Probably the most confounding entry in the excellent Joseph Kuo boxset from Eureka. Not so much because of the film, which is certainly unusual, but because it is so obviously merely the first part of a multi-film story (despite its title it is not in fact a sequel to The 18 Bronzemen). James Oliver, in the Eureka booklet (he wrote the well-informed and insightful notes for every film in the set), claims that the story was never finished and that Kuo moved on to other projects. That may be true, but there’s also a Kuo film named The Blazing Temple that seems to pick up where this one left off: with the Qing Emperor determined to destroy Shaolin for its rebellious activities. Part of the problem may be the release order: the hkmdb, generally the most reliable source for these things, has Return of the 18 Bronzemen premiering 8/14/1976 in Taiwan, and then running for a week in October of that year in Hong Kong. The Blazing Temple premiered on March 5, 1976 in Hong Kong, while The 18 Bronzemen (a totally unrelated and self-contained story) opened on New Year’s Eve 1975 in Taiwan, but two weeks after Return of the 18 Bronzemen in Hong Kong. The Blazing Temple is on YouTube and Tubi, albeit in terrible quality and dubbed only. Would have been nice to have a restored version of it (or The Mystery of Chess Boxing, for that matter) in the Eureka set instead of an amiable oddity like The Old Master.
Regardless, Return of the 18 Bronzemen is unique for another reason: it doesn’t actually have a traditional hero at all.

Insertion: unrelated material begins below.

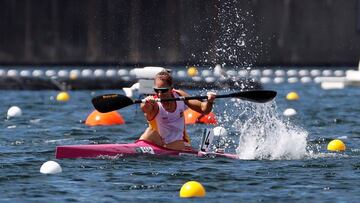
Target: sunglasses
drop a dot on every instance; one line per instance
(161, 89)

Instead, Carter Wong plays the usurping Qing Emperor who frames his brother, the rightful heir, for murder and kills him and all the generals loyal to him to seize power. Then, hearing of rebelliousness in Shaolin, flashes back to several years before. Wandering about town in disguise, he gets in a fight with Polly Shang-kuan Ling-feng, saves a girl from bandits, then fights with her brother, who easily defeats him thanks to his Shaolin training. Wong decides to go to the Temple and learn its secrets in a mere three years. Almost all the rest of the film then is his training: learning to fight, eating an extraordinary amount of buns, failing to steal a secret manual (a plot point that seems important but never goes anywhere), and making several attempts at defeating the Bronzemen challenges, which generally involve fighting guys alternately spray-painted bronze or wearing spray-painted bronze styrofoam, or both. None of the challenges repeat from The 18 Bronzemen, except for my favorite: the one where a monk beats on him 18 times with a big metal pole and if he can still stand at the end of it, he passes.
One might expect, being familiar with the Shaolin stories of Lau Kar-leung, that Wong’s moral education would be just as important as his physical, but that’s never the case with Kuo. We already know, of course, that Wong will turn out to be a bad guy. The question left open is if that can be laid at the feet of the monks of the Temple itself. Pre-Temple Wong was a bit of a jerk, but not necessarily unredeemable. But the training he gets is entirely physical: the monks are training him to fight, not to find peace. Maybe if they had been less focused on developing ingenious ways to beat the hell out of young men, they wouldn’t have created the monstrous Emperor who would inevitably destroy them. As is the case in almost all of the Kuo films I’ve seen thus fair, the morality is far from simple, and what’s left out of the film, either by intentional structural absence or accidentally by the haphazard nature of independent film production in 1970s Taiwan, is often just as meaningful as what is in it. I suppose one could look at the Eureka boxset in this light: a necessarily incomplete object that demands further investigation.